ABP, lanjut Umbas, akan terus mengambil posisi sebagai bagian dari kekuatan masyarakat yang mendukung sekaligus mengawal pemerintahan Prabowo-Gibran hingga ke tingkat akar rumput.

"Pidato hari ini adalah penegasan arah sekaligus kontrak moral untuk bekerja lebih keras. Presiden sudah menunjukkan arah, keberanian dan targetnya. Sekarang tugas seluruh elemen bangsa adalah bergotong royong memastikan transformasi itu benar-benar menghasilkan Indonesia yang lebih kuat, mandiri dan sejahtera. Negara harus hadir, dan rakyat harus merasakan kehadiran itu," pungkas Umbas.

Sebelumnya, Prabowo mengungkap telah memutuskan dan menjalankan 121 kebijakan transformatif dalam kurun 21 bulan pemerintahan. Prabowo menyebut kebijakan-kebijakan itu untuk menyelesaikan permasalahan negara.

Mengawali pidato kenegaraan Sidang Tahunan MPR dan Sidang Bersama DPD DPR RI 2026 di Kompleks Parlemen Senayan, Jumat (14/8/2026), Prabowo menyampaikan hari ini tepat 21 bulan dirinya menjabat presiden setelah mengucapkan sumpah jabatan. Dan hari ini pula, kata Prabowo, dirinya kembali ke DPR untuk menyampaikan hasil yang telah dikerjakan di pemerintahannya.

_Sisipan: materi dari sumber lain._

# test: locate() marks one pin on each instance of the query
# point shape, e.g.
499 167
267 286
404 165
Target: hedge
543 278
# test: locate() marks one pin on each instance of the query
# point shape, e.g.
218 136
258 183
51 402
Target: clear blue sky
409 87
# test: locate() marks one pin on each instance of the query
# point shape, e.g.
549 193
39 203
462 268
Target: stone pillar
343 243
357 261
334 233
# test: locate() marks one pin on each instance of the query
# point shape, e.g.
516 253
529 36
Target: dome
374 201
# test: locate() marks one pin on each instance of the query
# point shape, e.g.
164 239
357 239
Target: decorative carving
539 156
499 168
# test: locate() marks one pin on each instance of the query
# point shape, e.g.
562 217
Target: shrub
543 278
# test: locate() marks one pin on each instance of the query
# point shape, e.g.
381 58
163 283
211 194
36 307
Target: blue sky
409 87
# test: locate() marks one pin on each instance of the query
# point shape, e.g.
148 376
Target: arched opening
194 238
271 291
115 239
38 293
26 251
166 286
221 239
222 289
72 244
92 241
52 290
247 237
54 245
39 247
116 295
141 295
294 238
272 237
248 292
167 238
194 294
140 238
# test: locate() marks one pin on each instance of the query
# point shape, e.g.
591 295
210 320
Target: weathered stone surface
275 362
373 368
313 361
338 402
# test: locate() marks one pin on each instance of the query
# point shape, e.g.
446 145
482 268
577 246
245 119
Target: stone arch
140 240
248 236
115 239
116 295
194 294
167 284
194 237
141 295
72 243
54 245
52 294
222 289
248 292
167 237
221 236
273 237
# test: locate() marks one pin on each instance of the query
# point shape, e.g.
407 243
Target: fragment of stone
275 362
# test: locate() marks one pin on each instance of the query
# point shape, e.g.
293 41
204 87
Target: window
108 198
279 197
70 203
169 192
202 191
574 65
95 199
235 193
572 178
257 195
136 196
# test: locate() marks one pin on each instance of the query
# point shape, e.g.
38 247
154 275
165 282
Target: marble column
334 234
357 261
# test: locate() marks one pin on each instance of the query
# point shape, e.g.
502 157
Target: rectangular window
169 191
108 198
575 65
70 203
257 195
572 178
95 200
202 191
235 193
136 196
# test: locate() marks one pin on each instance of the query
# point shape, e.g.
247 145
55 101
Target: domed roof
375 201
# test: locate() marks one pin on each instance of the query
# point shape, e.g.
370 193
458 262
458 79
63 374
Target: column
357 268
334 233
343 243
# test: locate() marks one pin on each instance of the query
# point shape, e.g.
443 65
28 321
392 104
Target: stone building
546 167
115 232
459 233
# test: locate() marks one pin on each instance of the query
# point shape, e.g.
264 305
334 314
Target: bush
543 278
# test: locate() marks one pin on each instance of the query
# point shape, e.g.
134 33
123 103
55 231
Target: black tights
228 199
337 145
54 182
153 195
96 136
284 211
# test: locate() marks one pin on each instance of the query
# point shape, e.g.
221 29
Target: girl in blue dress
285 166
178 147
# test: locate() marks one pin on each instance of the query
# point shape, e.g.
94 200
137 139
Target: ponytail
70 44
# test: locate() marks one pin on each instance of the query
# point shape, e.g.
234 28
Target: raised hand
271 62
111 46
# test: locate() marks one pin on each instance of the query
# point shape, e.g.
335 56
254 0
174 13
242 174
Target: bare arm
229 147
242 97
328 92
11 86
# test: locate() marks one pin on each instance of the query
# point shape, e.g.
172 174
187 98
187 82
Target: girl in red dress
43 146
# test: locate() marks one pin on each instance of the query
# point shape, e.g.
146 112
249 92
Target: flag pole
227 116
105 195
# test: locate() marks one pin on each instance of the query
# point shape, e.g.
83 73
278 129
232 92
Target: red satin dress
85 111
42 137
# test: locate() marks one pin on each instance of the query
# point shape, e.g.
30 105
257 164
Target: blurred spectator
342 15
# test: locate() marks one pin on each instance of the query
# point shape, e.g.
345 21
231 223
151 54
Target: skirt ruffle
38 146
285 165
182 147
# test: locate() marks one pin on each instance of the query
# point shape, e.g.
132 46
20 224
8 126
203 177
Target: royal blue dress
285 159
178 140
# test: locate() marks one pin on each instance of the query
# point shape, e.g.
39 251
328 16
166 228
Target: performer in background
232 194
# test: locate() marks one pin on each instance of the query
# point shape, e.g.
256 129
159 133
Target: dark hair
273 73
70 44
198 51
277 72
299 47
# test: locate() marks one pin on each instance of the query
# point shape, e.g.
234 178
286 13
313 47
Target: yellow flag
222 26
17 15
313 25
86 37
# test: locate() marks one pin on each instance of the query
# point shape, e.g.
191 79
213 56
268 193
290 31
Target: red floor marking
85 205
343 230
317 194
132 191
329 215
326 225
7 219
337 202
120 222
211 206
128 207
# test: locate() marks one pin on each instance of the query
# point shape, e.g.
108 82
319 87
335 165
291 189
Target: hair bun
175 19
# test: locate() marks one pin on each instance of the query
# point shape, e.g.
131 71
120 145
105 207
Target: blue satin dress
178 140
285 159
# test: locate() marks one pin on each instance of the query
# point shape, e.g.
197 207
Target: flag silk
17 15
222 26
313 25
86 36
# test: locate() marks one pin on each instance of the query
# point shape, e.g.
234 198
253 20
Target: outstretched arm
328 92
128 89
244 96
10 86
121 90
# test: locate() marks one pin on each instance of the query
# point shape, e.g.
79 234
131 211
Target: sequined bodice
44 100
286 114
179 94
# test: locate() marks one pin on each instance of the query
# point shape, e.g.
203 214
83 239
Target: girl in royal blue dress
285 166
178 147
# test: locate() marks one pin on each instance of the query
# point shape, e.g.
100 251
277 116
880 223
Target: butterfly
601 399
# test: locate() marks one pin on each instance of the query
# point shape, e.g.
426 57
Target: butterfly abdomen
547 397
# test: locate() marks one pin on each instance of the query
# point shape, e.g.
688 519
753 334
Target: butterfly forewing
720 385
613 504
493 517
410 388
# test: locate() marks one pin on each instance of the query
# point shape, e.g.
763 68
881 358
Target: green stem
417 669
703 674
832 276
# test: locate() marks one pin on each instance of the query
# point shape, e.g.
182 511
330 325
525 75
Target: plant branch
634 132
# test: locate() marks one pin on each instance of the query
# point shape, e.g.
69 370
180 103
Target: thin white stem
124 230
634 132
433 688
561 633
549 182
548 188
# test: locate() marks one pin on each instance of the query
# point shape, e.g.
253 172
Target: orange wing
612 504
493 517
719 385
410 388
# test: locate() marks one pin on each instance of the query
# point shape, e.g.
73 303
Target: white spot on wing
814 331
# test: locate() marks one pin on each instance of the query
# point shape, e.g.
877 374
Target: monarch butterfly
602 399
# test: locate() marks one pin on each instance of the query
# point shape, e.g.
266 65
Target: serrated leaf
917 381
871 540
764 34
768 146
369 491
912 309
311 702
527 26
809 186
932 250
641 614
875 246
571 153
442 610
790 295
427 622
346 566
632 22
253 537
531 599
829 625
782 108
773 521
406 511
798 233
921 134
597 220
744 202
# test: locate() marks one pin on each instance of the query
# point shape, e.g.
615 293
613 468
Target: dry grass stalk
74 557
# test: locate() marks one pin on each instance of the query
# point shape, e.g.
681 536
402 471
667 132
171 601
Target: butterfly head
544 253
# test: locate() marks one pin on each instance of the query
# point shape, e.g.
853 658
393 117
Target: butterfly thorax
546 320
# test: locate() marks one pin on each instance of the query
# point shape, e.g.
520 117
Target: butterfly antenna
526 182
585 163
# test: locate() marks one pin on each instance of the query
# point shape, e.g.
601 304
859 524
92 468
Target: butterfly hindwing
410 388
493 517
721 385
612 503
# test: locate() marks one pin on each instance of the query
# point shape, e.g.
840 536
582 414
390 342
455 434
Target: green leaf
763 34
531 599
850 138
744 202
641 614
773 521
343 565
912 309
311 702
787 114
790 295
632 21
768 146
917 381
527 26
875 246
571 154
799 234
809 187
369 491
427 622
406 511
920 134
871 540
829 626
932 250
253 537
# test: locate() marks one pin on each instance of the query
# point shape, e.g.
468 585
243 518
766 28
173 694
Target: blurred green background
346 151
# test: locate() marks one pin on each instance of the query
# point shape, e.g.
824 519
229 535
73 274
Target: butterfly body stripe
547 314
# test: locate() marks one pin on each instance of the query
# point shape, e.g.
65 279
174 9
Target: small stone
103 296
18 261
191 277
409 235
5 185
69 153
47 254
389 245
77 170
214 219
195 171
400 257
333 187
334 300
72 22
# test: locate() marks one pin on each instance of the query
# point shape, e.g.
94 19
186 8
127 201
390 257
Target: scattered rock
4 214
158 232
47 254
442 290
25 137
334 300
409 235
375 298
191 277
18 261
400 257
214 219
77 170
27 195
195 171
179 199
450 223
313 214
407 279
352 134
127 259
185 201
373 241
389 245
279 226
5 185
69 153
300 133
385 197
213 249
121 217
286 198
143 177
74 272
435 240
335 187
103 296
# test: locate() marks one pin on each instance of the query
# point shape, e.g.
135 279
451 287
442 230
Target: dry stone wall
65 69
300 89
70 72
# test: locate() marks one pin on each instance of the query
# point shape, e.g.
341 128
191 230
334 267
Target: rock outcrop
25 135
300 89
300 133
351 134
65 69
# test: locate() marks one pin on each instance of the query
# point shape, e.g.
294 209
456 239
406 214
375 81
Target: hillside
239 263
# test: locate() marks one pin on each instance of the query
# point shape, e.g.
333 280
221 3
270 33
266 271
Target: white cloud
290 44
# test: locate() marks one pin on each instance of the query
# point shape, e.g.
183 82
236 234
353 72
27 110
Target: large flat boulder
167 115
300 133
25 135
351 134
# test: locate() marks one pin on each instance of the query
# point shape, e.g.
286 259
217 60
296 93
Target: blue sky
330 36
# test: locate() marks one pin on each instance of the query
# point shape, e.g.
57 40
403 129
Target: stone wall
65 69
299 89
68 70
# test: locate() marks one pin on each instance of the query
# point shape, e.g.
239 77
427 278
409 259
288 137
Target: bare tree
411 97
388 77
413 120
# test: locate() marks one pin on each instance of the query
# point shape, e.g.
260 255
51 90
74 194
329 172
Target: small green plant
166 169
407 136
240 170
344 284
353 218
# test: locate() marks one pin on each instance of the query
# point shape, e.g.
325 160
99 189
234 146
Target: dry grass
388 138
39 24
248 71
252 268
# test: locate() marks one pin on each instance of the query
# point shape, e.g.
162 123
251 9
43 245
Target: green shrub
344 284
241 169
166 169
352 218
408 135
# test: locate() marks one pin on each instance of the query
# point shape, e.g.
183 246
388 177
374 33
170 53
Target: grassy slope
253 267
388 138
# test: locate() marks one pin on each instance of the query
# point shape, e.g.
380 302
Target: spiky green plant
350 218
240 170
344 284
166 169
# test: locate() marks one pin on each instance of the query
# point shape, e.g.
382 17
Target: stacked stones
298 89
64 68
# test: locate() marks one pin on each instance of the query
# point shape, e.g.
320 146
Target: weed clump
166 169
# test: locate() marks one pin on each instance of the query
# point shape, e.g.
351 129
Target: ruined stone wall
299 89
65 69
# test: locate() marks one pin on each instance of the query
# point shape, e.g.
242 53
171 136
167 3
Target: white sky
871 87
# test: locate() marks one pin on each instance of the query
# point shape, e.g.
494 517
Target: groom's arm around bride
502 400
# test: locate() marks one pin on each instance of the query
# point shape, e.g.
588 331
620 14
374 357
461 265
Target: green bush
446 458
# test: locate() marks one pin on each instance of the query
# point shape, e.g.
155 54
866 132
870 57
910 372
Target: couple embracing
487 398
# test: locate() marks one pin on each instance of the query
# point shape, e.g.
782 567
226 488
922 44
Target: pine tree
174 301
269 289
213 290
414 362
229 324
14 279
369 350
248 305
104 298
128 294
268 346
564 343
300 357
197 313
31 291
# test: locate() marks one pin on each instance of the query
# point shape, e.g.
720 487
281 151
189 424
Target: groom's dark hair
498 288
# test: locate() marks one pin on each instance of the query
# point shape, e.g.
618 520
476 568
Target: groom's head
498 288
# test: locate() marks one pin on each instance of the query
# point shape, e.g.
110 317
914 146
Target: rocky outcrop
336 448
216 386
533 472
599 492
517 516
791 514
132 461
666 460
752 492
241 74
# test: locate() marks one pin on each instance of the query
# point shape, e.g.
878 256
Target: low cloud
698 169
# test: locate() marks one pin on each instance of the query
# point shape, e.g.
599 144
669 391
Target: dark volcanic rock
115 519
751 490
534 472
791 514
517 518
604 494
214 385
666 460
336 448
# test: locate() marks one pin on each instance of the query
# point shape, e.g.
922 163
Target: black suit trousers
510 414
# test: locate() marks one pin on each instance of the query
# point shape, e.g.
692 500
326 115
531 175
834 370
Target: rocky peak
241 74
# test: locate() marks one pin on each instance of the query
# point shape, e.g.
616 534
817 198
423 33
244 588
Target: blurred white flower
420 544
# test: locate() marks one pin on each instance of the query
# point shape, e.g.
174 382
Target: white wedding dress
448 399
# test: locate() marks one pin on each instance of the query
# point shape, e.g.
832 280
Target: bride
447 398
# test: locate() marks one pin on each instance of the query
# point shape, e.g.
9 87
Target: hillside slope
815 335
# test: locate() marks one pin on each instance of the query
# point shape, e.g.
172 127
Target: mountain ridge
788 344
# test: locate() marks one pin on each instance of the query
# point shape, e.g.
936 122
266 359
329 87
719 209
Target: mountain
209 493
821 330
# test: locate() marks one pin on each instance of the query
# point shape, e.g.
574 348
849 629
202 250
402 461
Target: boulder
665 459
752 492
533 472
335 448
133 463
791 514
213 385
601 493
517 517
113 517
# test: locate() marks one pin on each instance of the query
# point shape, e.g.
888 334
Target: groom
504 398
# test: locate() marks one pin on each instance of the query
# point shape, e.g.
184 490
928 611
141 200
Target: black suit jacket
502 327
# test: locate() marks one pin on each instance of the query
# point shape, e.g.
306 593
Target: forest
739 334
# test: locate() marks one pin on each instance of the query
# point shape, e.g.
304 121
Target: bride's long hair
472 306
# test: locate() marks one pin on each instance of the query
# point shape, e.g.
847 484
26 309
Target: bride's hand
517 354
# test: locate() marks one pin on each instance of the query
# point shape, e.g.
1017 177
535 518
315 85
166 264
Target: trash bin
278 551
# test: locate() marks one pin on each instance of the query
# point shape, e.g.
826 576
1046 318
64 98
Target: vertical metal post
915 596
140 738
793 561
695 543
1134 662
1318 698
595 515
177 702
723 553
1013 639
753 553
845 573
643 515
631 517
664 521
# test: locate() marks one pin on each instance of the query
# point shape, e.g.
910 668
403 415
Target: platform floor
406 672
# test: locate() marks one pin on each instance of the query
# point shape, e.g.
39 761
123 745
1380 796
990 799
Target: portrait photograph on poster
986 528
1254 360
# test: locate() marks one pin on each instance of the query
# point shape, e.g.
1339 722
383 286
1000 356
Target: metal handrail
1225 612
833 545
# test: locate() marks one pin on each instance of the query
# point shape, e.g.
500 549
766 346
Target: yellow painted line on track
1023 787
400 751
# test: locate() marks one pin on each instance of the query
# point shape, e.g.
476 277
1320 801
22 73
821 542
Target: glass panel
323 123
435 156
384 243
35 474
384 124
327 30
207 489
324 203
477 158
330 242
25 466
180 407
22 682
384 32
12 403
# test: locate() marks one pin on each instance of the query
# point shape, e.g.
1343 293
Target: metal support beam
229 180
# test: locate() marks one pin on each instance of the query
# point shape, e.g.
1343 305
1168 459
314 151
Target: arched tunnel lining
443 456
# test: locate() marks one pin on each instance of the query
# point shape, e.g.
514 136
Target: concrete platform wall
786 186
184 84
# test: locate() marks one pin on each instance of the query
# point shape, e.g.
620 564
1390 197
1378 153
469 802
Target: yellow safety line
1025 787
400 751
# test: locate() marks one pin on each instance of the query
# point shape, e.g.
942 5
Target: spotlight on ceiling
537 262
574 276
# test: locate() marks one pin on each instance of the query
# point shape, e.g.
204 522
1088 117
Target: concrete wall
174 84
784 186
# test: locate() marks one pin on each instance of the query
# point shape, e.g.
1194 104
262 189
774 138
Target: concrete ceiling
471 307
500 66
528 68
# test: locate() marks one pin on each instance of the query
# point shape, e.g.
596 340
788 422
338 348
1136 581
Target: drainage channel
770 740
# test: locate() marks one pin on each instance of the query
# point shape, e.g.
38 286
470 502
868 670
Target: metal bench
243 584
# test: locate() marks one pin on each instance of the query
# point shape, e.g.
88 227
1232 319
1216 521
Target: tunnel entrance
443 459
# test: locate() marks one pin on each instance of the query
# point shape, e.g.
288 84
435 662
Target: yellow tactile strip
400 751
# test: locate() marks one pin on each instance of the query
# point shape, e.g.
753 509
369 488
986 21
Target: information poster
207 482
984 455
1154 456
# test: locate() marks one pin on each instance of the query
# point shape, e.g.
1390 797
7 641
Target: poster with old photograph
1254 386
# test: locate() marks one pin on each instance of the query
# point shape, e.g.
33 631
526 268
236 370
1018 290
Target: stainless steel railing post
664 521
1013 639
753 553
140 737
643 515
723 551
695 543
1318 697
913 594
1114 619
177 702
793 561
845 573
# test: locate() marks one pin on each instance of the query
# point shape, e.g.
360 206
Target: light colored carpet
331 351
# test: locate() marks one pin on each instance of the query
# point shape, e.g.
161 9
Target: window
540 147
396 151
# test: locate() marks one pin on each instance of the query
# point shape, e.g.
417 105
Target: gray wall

"Hari ini, 21 bulan sejak sumpah itu saya ucapkan, saya kembali ke hadapan majelis ini, saya kembali untuk menyampaikan apa yang telah kita kerjakan, apa yang mulai kita lihat hasil-hasilnya dan apa yang masih harus kita selesaikan," ujarnya.

Prabowo mengakui belum seluruhnya janji dapat ditunaikan. Akan tetapi, kata Prabowo, dalam kurang dari 2 tahun, pemerintahannya telah membuktikan permasalahan yang rumit bertahun-tahun bisa diselesaikan.